Wilson’s approach to law, which the Founding generation largely shared, was rooted in natural law. Arkes has described natural law as the claim that moral principles of justice exist apart from the written law and are accessible to anyone through the use of reason. He points out that early American statesmen, including Hamilton and Marshall, regularly traced their judgments back to what Hamilton called in “Federalist 31” the “first principles, upon which all subsequent reasonings must depend.”
These “necessary truths” would have existed even if the Bill of Rights had never been adopted, Hamilton noted in the penultimate essay of “The Federalist.” As Arkes recently wrote in a 1776 Series essay at RealClear’s American Civics portal, “John Quincy Adams would argue that the ‘right to petition the government’ was simply implicit in the logic of a free government: it would be there even it hadn’t been set down in the First Amendment.”
The Institute teaches the moral foundations of the law with its James Wilson Fellowship, an annual weeklong seminar for young appellate lawyers and law students.
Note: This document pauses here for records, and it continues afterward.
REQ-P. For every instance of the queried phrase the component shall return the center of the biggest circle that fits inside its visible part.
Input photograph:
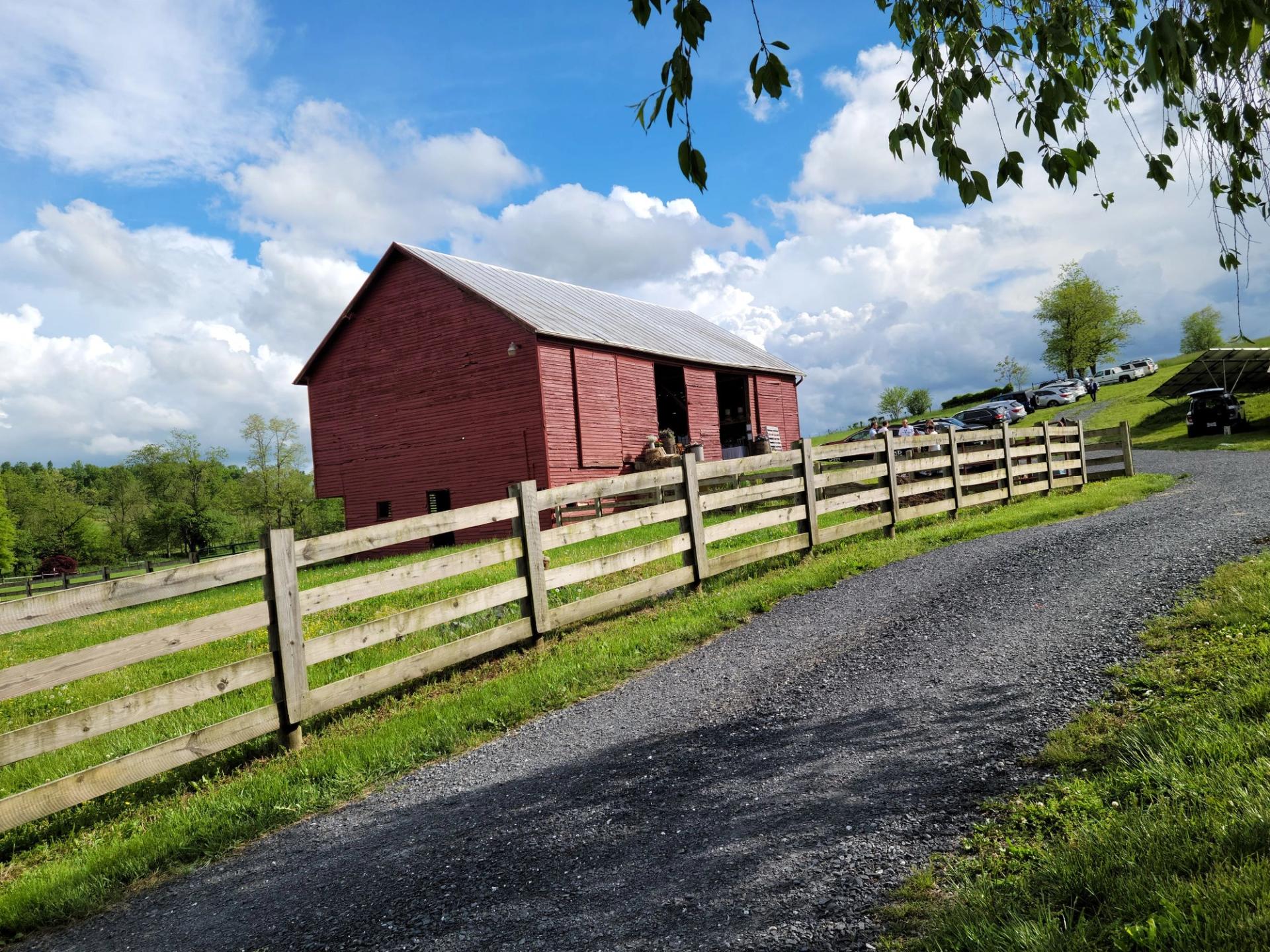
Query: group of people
(878, 428)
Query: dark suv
(1212, 412)
(982, 415)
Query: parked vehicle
(1054, 397)
(1076, 386)
(1212, 412)
(1014, 408)
(943, 423)
(984, 415)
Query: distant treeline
(163, 499)
(972, 397)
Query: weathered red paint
(415, 391)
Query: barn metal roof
(1244, 370)
(574, 313)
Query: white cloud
(117, 335)
(611, 241)
(765, 108)
(138, 89)
(332, 183)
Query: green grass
(1156, 833)
(1155, 424)
(1158, 426)
(77, 861)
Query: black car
(982, 415)
(1212, 412)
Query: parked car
(1212, 412)
(944, 423)
(1054, 397)
(982, 415)
(1076, 386)
(1014, 408)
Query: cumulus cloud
(610, 241)
(135, 89)
(329, 182)
(765, 108)
(112, 337)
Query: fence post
(893, 481)
(1049, 460)
(694, 521)
(1127, 448)
(1010, 461)
(813, 516)
(531, 542)
(286, 634)
(1082, 455)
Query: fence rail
(825, 494)
(30, 586)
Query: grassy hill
(1156, 424)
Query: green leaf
(981, 186)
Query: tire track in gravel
(761, 793)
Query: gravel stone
(761, 793)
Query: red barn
(444, 380)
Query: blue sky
(190, 193)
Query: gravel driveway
(761, 793)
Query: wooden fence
(826, 493)
(1111, 452)
(28, 586)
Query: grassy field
(1156, 833)
(74, 862)
(1156, 426)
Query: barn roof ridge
(628, 323)
(559, 309)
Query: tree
(1082, 321)
(275, 489)
(8, 536)
(892, 401)
(1009, 371)
(1048, 65)
(919, 401)
(1202, 331)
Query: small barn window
(439, 502)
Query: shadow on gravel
(643, 844)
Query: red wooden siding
(704, 409)
(600, 429)
(638, 397)
(418, 393)
(778, 407)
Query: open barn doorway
(672, 400)
(734, 424)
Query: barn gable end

The program boasts 119 alumni, including multiple Supreme Court clerks, law professors, and even a state Solicitor General. For accomplished federal judges and gifted teachers of philosophy and law, the James Wilson Senior Seminar is a biannual conference that explores natural law jurisprudence at a deeper level.
Anchoring Truths, the Institute’s newest project, aims to recover the “grounding axioms” of the Constitution through essays, podcasts, videos, and more. The Anchoring Truths website gives lawyers and professors a place “to offer their own arguments, to make the case – and test again – the case to be made anew for the natural law of the American Founding.”
In a recent essay at Anchoring Truths, Arkes demonstrated how natural law informs the practical art of judging as he critiqued the Supreme Court’s decision in Fulton v. Philadelphia. In a unanimous ruling, the Court found that the city of Philadelphia abridged Catholic Social Services’ freedom of speech when it severed its contract because CSS would not place foster children with same-sex couples. Relieved that the Court sided with CSS, Arkes nevertheless expressed concern that the opinion dodged the crux of the case: the moral rightness or wrongness of making judgments about the nature of marriage.
“When lawyers begin to supply the reasoning that grapples with the substantive issues in the important cases that befall the courts,” Arkes wrote, “then the judges will have the arguments needed to make the proper decisions – ones rooted in those grounding axioms of law and the moral order that comprise that American regime.”
The Institute reports that coming initiatives include its fall Senior Seminar, which will feature high-level discussions on natural law, jurisprudence, and the American regime. It will also resume taking its work on the road, hosting a series of regional seminars for students at top law schools around the country.
The James Wilson Institute continues to teach a generation of lawyers, judges, and scholars ideas that were once widely known and need to be understood again.